Asondar : inonder. Mot à mot « recouvrir par les ondes », avec toutes les acceptions du terme. Ou bien « se déverser » : le trop-plein d'un cours d'eau, ses débordements, ses emportements, comme ceux d'une culture trop riche. Nos oreilles pourront y entendre aussi « Al son d'ara », au son et au diapason d'aujourd'hui, et elles ne s'y tromperont pas tant le groupe Asondar ressemble à son époque. Avec seulement 4 musiciens Asondar nous fait déjà faire un bon demi-tour de planète : Bretagne, Corse, Turquie, et bien sûr Occitanie, sans doute le point de rencontre de tout ce petit monde. Derrière l'apparente jeunesse du quatuor apparaissent les voyages personnels de chacun : il s'agit de Dupain, Du Bartàs, la Kreiz Breizh Akademi et Erik Marchand, Laf Duo, Bayati, Jacky Molard, Bijan Chemirani ou encore Carlo Rizzo, autant de références de prestige qui placent la musique d'Asondar dans ce nouveau paysage des musiques traditionnelles débarrassées d'une certaine tradition, mais profondément ancrées, terrestres, ethniques. La liberté du jazz, de l'improvisation, le dialogue à quatre : Asondar permet à chacune de ses composantes d'exprimer son plein potentiel au service du collectif, dans un jeu permanent où chacun va tirer l'autre vers ce qui lui est propre et cher, pour l'offrir au partage.
Le flûtiste Gurvant le Gac est à l'image du groupe : semblant être fait du même bois que ses instruments, il garde les pieds accrochés au sol alors que tout le haut de son corps se meut, ondule et s'élève lentement sans jamais quitter sa place. Oscillant entre la terre et le ciel, sa musique jaillit continuellement. On y voit là des traces de la Sòrga de Dupain (2015), groupe que Gurvant le Gac rejoignit pour développer ce répertoire : la même force brute et sensible, ce même folk progressif entêtant.
Thomas Lippens, le percussionniste « maison », suit les envolées mélodiques : rodé aux danses exaltées et exaltantes de la Méditerrannée (farandole, tarantelles...) il sait marquer d'un coup de cymbale résonnant tel un gong le début de la transe, lorsqu'après s'être cherchés, reconnus, jaugés, les musiciens s'emportent vers d'autres hauteurs dans un tourbillon qui retombera plus tard, plus loin, lent et calme.
Une force puis un calme maintenus et soulignés à demi-voix par Pauline Willerval. A demi-voix et à demi-violoncelle, les deux se rejoignant souvent : on sait la ressemblance du son de l'instrument avec celui de l'organe humain. Avec le bruit de certains éléments naturels aussi, et la musicienne passera régulièrement de la rythmique de cordes à la douceur mélodico-mélancolique de la gadulka, une vielle à archet bulgare, colorant l'ensemble d'airs turcs, des Balkans ou du bassin méditerranéen.
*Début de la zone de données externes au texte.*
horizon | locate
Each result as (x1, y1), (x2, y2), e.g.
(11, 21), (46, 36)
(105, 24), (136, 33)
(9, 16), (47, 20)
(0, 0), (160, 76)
Au cœur du groupe et du projet, Titouan Billon, musicien poly-instrumentiste qui n'use ici que de sa voix, tout à la fois jeune et incroyablement forte et assurée, et que l'on avait déjà pu apprécier dans Du Bartàs ou encore Lo Barrut. De son expérience poético-polyphonique, il en a gardé l'amour pour les mots de Léon Cordes, surtout ceux de la terre, qu'il se plaît à chanter, déclamer, lancer à la volée. Ce sont eux qui « asondan » régulièrement le concert, en constituent le cœur, avec d'autres, de traditionnels revisités, voire recréés.
Folk progressif, jazz digressif, avec une base traditionnelle très assurée, à tel point que les musiciens finissent par redécouvrir, presque à leur insu, des liens cachés entre les répertoires et apprennent petit à petit à les exploiter et les porter en commun avec des spécificités qui ne sont à aucun moment des différences.
L'ensemble, pas si hétéroclite, prend le temps de se construire, de se créer sous nos yeux et dans nos oreilles à force de boucles rythmiques et mélodiques d'où s'échappent par à-coups des petites improvisations et variations personnelles. Asondar progresse par vagues, frêles mais sûres, un va-et-vient constant qui donne l'impression d'à peine nous effleurer alors même que nous sommes déjà, sans l'avoir senti venir,...asondats.

Asondar sort de résidence de création au Chantier à Correns (Centre de création des nouvelles musiques traditionnelles & musiques du monde) et font partie du Collectif marseillais FeM, qui devrait livrer d'autres surprises et créations de haute volée dans les années à venir.